I've been tracking this suit for over a year. There is a reporter who started at the Herald and moved on to the local Fox affiliate who was part of an exposed cabal *coordinating* to defame the ISB and stop their effort to build the mosque. This "ad hoc group," as they called themselves, coordinated a media campaign to stop the ISB from building.
When a reporter has such bad ethics as to participate in such a campaign, and then bring the story to his editors as though he were following journalistic standards, should his editors -- and thereby the outlet for whom he is reporting -- be held liable?
That is the question your publication should be asking, not this pale whining about how reporters' rights were barely upheld.

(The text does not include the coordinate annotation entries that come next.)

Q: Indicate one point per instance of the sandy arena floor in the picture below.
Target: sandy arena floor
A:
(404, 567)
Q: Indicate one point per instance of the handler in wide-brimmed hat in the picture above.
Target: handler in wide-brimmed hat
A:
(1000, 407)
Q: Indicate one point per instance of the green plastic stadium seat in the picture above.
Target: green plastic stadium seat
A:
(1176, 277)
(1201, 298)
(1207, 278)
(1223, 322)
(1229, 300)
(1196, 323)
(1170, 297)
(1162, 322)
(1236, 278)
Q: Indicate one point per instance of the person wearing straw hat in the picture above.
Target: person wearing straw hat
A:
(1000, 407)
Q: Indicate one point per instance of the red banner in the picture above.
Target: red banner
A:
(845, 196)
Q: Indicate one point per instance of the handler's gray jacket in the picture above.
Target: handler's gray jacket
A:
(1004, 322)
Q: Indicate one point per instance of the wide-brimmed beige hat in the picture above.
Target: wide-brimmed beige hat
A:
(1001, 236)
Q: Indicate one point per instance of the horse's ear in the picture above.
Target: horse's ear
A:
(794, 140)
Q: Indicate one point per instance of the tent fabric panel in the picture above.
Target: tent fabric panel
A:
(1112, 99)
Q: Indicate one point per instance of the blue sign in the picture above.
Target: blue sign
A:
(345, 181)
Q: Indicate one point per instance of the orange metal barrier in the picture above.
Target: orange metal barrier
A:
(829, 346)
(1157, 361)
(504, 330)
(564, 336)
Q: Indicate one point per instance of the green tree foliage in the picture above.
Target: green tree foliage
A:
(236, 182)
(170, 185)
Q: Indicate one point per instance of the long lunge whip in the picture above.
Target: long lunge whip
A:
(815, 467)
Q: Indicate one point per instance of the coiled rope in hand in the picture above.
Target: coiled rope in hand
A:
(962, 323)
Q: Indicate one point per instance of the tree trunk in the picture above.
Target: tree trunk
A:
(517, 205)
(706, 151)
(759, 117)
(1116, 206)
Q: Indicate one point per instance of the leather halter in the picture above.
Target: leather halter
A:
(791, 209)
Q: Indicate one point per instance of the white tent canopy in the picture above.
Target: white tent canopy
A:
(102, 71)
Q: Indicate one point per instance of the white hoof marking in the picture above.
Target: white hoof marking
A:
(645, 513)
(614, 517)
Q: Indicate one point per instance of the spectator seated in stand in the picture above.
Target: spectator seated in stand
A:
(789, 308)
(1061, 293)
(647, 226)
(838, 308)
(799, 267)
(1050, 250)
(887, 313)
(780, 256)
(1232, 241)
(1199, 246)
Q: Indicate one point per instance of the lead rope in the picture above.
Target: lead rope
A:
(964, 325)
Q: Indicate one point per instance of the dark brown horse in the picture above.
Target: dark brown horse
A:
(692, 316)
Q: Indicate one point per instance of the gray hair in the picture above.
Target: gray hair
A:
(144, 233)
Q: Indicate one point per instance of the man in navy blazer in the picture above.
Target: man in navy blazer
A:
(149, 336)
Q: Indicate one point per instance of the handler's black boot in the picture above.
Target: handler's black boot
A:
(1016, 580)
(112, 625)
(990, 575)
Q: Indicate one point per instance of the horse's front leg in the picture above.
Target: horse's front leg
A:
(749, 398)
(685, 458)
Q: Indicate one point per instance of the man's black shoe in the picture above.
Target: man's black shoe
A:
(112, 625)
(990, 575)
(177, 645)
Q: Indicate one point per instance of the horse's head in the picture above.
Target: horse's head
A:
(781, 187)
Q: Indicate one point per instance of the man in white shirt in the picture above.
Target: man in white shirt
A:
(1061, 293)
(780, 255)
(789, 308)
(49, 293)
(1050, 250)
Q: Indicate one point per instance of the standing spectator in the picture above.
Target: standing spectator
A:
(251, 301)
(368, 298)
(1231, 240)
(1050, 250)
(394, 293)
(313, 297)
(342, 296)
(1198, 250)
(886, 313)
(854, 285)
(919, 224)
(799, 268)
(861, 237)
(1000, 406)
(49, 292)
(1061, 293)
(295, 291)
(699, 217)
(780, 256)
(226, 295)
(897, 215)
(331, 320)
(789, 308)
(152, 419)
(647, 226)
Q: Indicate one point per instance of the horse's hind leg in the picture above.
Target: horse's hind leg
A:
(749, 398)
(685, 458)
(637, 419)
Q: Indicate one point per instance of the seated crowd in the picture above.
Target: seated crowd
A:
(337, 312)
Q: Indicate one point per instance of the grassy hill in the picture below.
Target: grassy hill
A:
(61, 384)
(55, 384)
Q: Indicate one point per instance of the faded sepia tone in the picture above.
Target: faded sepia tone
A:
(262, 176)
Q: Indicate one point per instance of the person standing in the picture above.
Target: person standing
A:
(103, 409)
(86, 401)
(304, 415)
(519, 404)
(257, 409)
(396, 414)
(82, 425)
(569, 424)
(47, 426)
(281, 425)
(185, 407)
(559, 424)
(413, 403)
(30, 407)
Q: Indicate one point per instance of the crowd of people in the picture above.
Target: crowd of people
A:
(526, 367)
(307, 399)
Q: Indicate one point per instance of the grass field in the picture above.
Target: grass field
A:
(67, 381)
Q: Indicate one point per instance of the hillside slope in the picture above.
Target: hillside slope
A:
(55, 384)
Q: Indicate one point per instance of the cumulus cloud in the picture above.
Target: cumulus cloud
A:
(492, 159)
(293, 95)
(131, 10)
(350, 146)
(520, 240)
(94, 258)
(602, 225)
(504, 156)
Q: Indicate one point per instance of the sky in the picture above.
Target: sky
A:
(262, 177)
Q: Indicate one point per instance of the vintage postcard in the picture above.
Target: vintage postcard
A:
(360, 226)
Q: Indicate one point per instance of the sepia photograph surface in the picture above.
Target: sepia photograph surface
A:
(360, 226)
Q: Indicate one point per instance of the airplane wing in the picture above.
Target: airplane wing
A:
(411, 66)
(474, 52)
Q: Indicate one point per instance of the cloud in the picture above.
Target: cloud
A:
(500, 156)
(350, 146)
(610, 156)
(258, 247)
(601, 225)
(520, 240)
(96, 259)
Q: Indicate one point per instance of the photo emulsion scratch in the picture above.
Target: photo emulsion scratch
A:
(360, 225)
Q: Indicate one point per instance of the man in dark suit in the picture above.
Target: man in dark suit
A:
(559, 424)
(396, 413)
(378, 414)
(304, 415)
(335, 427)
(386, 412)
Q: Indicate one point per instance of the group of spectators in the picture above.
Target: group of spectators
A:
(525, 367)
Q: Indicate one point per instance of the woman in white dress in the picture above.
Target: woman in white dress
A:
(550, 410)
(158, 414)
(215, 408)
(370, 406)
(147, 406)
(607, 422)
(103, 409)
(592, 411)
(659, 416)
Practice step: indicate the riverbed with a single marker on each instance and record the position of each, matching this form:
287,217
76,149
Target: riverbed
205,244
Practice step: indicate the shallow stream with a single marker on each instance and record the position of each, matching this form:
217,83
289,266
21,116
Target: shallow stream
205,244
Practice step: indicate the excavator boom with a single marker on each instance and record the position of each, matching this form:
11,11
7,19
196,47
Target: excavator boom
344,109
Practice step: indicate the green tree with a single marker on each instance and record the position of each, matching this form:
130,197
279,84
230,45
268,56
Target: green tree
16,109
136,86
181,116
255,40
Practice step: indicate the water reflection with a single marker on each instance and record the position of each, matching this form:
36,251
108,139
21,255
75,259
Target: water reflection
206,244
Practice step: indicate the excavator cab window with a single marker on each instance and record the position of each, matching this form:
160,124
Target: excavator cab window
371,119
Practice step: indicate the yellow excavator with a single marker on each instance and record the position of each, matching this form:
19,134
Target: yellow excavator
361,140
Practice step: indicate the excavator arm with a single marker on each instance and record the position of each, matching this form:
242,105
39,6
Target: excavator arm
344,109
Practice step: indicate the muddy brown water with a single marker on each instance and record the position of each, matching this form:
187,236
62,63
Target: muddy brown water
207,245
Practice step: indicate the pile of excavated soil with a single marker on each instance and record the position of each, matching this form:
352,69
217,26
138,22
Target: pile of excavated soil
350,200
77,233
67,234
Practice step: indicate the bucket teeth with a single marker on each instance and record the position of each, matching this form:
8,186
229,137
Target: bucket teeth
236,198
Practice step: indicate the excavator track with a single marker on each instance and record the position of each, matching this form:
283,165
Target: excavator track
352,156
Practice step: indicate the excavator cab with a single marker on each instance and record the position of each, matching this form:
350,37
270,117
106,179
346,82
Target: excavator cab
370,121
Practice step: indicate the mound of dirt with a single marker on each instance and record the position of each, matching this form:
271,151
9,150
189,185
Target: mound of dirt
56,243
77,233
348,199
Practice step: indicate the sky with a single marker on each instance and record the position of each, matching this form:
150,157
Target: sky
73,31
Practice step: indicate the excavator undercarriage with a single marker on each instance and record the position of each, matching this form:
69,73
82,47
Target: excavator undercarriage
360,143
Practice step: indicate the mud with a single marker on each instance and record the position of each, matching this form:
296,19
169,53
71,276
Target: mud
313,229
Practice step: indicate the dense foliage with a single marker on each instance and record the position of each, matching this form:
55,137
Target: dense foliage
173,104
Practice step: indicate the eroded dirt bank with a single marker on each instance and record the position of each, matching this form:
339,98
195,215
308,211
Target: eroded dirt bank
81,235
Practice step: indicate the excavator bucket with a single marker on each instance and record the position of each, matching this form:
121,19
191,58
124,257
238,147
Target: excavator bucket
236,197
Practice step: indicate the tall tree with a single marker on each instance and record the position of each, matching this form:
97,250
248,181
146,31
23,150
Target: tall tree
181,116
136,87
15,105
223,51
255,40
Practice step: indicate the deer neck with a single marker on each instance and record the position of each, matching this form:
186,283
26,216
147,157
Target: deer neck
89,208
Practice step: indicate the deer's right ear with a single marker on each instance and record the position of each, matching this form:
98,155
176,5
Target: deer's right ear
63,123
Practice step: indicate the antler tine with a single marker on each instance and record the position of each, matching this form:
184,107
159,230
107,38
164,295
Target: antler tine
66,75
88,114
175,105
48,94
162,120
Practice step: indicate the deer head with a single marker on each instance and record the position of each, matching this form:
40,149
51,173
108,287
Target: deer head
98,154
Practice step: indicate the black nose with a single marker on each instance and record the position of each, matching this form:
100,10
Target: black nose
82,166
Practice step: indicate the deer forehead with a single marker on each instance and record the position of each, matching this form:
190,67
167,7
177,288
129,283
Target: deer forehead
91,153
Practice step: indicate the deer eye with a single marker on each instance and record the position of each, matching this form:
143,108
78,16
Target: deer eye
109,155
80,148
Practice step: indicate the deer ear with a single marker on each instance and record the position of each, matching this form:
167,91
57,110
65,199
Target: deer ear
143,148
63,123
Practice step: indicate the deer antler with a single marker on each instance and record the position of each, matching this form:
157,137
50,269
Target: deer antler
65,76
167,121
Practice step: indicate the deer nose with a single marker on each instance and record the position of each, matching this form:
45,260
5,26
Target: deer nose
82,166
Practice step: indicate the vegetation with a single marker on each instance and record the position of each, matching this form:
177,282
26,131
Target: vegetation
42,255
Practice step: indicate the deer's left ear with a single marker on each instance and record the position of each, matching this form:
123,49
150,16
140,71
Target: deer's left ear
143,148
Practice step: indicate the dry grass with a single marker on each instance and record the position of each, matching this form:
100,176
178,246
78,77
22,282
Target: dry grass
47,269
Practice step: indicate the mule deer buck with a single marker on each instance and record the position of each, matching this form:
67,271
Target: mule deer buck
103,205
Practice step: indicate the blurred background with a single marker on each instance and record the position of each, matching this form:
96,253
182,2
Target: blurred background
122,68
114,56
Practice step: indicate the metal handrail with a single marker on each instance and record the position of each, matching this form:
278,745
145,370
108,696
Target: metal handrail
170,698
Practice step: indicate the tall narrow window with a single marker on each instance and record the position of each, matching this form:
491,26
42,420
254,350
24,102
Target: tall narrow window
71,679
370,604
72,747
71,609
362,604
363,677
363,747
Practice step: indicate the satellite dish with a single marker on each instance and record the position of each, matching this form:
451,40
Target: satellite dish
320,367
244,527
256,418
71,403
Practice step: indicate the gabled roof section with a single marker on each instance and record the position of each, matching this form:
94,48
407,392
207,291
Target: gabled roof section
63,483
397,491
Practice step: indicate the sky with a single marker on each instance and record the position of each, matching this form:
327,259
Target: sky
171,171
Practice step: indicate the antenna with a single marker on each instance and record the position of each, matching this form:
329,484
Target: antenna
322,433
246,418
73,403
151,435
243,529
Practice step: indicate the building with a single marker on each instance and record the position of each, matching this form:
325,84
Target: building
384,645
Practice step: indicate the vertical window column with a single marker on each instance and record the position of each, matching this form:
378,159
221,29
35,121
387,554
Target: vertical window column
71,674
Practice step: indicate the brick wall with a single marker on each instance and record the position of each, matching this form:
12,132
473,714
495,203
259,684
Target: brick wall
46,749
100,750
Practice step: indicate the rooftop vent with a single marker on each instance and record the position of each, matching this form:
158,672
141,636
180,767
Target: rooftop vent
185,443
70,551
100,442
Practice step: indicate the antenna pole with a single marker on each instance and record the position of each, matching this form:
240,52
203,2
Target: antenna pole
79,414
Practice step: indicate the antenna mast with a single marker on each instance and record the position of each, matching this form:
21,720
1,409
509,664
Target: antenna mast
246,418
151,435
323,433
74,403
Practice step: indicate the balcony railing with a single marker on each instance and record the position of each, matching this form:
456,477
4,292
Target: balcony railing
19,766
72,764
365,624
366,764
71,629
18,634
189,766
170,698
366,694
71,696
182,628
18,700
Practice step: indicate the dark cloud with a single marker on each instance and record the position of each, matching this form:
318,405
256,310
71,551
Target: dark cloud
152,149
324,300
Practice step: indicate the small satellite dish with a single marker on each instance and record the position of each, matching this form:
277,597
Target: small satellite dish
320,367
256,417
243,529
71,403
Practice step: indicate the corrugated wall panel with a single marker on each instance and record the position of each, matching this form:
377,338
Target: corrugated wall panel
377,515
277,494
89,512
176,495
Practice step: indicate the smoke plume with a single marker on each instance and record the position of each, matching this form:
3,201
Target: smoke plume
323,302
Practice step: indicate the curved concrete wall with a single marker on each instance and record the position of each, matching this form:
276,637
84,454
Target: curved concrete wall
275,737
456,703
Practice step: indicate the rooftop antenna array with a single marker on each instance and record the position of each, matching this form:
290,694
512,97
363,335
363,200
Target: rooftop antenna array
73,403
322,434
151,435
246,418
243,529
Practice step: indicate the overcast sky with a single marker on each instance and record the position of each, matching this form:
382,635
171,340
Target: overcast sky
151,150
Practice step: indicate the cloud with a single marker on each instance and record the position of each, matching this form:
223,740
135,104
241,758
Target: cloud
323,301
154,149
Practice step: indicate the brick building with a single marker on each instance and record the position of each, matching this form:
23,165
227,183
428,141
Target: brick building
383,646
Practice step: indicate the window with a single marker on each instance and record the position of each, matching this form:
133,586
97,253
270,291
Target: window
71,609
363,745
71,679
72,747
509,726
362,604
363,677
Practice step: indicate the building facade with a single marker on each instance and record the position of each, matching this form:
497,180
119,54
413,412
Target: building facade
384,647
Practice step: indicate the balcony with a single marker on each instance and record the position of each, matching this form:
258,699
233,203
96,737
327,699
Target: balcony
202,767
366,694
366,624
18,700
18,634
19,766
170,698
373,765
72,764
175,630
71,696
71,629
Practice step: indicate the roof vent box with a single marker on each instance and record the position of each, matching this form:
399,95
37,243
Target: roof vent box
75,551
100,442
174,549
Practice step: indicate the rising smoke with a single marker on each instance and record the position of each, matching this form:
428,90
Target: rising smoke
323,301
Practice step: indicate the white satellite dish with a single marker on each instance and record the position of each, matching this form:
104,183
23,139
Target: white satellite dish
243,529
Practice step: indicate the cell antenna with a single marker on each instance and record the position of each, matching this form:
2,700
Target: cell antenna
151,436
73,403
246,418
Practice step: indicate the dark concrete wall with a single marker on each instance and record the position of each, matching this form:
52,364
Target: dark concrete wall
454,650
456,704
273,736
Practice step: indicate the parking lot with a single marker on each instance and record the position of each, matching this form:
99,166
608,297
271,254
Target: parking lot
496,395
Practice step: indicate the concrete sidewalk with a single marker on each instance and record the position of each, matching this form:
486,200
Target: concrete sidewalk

Yes, the ISB dropped their suit -- and the David Project was in long and quiet negotiation with them to back down the dogs of war in the press and community in exchange. This is not a case where the journalistic community should be crying victory.
That the ISB embraced a low key and patient approach, using MLK-like non-violent tactics, and that a significant number of progressive Jews in our community joined to support them, might also be a better story.
We should be taking it as a caution that a house of worship, a religious community, was held hostage by a nonprofit and a few members of the press for several years while a half-finished building rotted, and that the journalistic equivalent of a police "thin blue line" made it nearly impossible for this story to get a fair hearing once the suit involving the Herald and Fox was brought in.
Really, I expect better investigation from your publication. I get paid to write a regular column on media criticism for Gather.com (http://iconoclasm.gather.com/) and frequently find myself on your pages, and had always assumed you would do at least the barest due diligence before you assumed it's *always* the reporter in the right.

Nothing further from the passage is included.